Decided On February 22, 1933
KALURAM MARWARI Appellant
V/S
MATILAL Respondents

JUDGEMENT

(1.) In my opinion this appeal fails. A certain firm, which I will call the Mamraj firm, is said to have been dissolved in 1928, but, at any rate, in 1930, a suit was brought against it. The writ of summons was served by registered post, the postal package being refused. On 2nd March 1931 there was an ex parte decree for Rs. 4,500. On 6 April 1932, the defendants obtained at Asansol a decree against another firm called Gurmukhrai Ramgopal for a some-what larger sum of Rs. 5,432. On 12 April 1932 the plaintiff obtained, in the present suit, an interim injunction against the Mamraj defendants, restraining them from realizing this decree of Asansol. On 14 April it is said that the interim injunction was served. On 20 April the notice of motion was heard ex parte and the injunction was continued. On the same day, an order for attachment was made on the decree at Asansol, wherein the defendants in this suit were the decree-holders. On 25 April the defendants are said to have assigned to the present appellants all their interest under the decree. It is said that the attachment under the order of 20 April was not completed by notice to the Asansol Court until 26 April.

(2.) On 13 June summons was taken out by the appellants against the plaintiff in the present suit. That summons may be regarded in two ways. It may be regarded as an incompetent application by a third party to set aside the order of attachment which was made against the judgment-debtors or it may be regarded as an application to the Court under Order 21, Rule 58, Civil P. C., in the nature of a claim to the property which had been attached. Mr. Banerjee, for the present appellants, does not seek to support the application as one of the character first mentioned and he disclaims any contention to the effect that he would have a right to apply to set aside the attachment. He says--and we may take it--that his case is really a claim to property, which has been attached ; in other words, the application, which the learned Judge has dismissed, is an application under Rule 58, Order 21. That being so, we have to consider the effect of Rule 63, Order 21. It says: Where an objection, is preferred, the party against whom an order is made may institute a suit to establish the right which he claims to the property in dispute, but, subject to the result of such suit, if any, the order shall be conclusive.

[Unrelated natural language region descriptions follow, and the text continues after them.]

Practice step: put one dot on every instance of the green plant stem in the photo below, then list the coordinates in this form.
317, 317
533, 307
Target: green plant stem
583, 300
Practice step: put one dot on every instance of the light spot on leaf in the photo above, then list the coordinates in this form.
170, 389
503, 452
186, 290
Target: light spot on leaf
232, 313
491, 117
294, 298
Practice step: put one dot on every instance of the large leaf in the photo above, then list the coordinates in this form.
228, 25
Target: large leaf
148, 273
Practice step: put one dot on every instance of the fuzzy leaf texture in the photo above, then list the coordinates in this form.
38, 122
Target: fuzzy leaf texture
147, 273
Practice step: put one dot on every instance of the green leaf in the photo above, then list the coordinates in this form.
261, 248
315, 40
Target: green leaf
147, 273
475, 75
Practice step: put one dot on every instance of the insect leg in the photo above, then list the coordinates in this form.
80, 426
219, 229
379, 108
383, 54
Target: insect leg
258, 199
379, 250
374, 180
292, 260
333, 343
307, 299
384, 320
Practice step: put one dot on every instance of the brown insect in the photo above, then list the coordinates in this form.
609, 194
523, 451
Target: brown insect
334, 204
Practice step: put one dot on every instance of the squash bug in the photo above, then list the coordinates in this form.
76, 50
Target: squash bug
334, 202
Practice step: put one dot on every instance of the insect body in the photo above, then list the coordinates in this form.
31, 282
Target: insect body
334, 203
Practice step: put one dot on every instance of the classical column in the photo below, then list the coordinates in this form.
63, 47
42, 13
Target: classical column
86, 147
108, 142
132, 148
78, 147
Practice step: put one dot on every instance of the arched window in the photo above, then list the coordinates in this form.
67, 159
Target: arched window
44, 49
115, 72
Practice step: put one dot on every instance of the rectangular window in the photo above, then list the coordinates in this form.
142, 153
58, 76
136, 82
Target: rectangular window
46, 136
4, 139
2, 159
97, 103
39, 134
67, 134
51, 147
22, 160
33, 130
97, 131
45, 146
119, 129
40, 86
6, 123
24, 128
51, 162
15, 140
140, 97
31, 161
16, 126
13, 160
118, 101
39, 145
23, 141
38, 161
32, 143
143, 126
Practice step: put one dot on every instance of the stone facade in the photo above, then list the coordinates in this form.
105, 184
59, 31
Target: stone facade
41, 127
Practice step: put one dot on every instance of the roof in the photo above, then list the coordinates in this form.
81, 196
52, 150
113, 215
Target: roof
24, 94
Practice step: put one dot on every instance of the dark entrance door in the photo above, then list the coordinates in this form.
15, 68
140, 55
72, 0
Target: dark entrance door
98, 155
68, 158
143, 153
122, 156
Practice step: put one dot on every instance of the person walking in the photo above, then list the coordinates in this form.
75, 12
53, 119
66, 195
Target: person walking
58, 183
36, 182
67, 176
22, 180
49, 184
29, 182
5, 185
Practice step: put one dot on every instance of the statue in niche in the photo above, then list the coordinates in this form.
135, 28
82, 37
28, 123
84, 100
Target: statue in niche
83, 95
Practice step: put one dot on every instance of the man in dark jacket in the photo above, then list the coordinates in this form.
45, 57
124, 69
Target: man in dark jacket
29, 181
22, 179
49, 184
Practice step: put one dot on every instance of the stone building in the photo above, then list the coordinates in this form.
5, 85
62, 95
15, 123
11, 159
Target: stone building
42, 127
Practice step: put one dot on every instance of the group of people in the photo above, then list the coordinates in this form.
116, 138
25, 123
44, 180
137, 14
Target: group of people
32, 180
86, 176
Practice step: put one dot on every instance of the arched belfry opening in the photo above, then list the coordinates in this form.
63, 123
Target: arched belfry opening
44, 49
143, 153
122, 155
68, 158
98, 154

(3.) Now, so far as I know, it has always been considered by this Court that the concluding words of that rule prevent any appeal from being brought from the original side from an order made in a claim case ; but Mr. Banerjee has directed our attention to the circumstances that there is some authority the other way. The first case is the case of Sabhapathi Chetti v. Narayanasami Chetti (1901) 25 Mad 555. But an examination of that case shows that the point upon what was then Section 283, Civil P. C., of 1882, was not laid before the Court at all. The Court dealt with and negatived two arguments --one an argument under Secs.588 and 591 of the Code of 1882 and another an argument to the effect that an order in a claim case was not a judgment within Art. 15, Letters Patent. That appears to me to be no authority. It is said however that in the case of C.V. Venugopal Mudali V/s. C. Venkatasubbiah Chetty (1915) 39 Mad 1196, a Division Bench, thinking that the Madras practice had been for a long time to entertain appeals from orders in claim cases, though recognizing the infirmities of the reasoning in Sabapathi's case (1901) 25 Mad 555, held that an appeal under the Letters Patent was not excluded by Order 21, Rule 63. So far as there was any reasoning in that case, it would seem that the reasoning was this: that Section 283, of the old Code was in the same position as Section 588. The reasoning seems to be that the principle generalia spicialibus non derogant was equally applicable to Section 283. That argument appears to me to be unacceptable.